October 22, 2013
These are a few more digital collages similar to earlier
handmade collages.
Most of the collages I have been posting in recent weeks
are, as I have stated, more experiments in learning to use Photoshop than what
I would ultimately like to see my work in digitality become. I think that I have been assuming that my own
aesthetic will come back into play once I have gathered enough digital material
to create my own collages but I’m realizing that I have a number of different
directions in mind and so, in fact, do not have anything specific. I’ve been enjoying ‘playing’. Last weekend I created a number of ideas for
sculptural collages that I may post later.
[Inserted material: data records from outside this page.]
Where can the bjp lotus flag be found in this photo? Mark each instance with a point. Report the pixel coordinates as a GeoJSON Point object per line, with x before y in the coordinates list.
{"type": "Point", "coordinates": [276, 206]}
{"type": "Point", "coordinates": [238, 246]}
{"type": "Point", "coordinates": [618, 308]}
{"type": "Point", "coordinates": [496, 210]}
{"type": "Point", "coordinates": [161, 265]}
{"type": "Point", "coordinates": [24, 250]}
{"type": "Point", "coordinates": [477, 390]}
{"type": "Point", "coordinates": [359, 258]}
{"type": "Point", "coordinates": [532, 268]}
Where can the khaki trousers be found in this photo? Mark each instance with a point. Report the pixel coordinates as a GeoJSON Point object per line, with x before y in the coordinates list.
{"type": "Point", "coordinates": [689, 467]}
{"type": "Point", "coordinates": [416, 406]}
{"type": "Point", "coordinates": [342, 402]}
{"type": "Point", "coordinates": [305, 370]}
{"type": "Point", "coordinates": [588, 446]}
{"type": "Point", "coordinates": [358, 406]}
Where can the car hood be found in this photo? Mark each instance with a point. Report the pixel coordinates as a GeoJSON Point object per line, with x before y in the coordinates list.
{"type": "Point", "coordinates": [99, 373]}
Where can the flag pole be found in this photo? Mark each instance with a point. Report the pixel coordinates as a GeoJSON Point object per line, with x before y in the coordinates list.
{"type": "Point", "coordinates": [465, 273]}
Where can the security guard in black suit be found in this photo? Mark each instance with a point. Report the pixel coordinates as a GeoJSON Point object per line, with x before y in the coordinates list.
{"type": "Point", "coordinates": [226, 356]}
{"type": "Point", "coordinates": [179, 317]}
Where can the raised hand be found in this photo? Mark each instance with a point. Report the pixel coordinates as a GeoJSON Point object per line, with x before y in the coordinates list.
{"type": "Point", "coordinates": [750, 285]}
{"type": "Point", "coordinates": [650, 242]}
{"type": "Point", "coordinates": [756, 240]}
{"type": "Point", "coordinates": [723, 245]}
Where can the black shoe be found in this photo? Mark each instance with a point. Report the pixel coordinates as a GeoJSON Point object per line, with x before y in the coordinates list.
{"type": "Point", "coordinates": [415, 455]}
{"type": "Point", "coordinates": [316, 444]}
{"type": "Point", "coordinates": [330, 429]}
My collaborator, Jeff Smith, proposed last week that I stop
casting around experimentally and concentrate on a body of work that focuses on
exactly what it is I think I want to express.
Jeff stumped me, in a way, by asking me what it is exactly that I want
to make art about and I’ve spent the last week thinking about this rather than
creating any new files.
I’ve been thinking about the history of collage and
Levi-Strauss’ description of a ‘bricoleur’ as someone who constructs or
‘hobbles together’ new expressive forms from materials found on hand. On the other hand, Picasso pasted chair
caning onto a painting to make the painting more ‘real’ in a physical sense and
less illusory. Kurt Schwitters, my
favorite collage artist, made collage from everyday ‘scraps’ but ‘scraps’ that
were contemporary to the culture he was addressing rather than old or ‘vintage’
materials in the ‘collectable’ sense.
My own feelings about collage over the years have been
inclined toward the idea that ‘spent’ cultural materials (throwaways and materials
that do not still have cultural currency or symbolic status) can be reused to
create new expressive statements and that content and meaning can be arrived at
intuitively in formal compositions through the juxtaposition of disparate pieces
of ‘material’ be it paper, text, or images.
It reminds me that there is an element of surrealism that I had
forgotten about.
I have also always thought of collage as a paragon of memory
in some sense in that memories do not often follow any logic or rational
chronology. One writer in the local
paper called memory a “drawer of random thoughts” and I agree. Most of us know this intuitively and know
that a smell, for example, can easily trigger a memory of some kind.
It is this ‘trigger’ that I think I’m looking for in the
work that I hope to create. If I can
make a statement of what I think my aesthetic purpose is, I’d have to say that
I want to create work that addresses the indelible sadness of being that we all
experience as time passes and things change or fade. We find some compensation for this sadness
only in spirituality or aesthetics. I
believe that anytime we experience an aesthetic ‘rush’ or ‘thrill’, we are
experiencing a release of sorts from that inevitable sadness. An ‘authentic moment’ of being as Heidegger
would have put it.
With this in mind, I will try to embark on a series of
collages, using the Bric-o-browser that Faham has created, to see if I can be
more specific about my aesthetic purpose.
These collages will by dynamic in that they are still connected to their
digital source and will change over time as sites change.
Book Collage #1 Spell Book |
Digital Collage #105 |
Digital Collage #106 Rant |
Digital Collage #107 |
Digital Collage #114 Pair |
Digital Collage #118 |
I’m still trying to figure out how to speak of aging and
change on the internet. I’m also
thinking of trying to use contemporary detritus rather than the types of
‘vintage ephemera’ available online.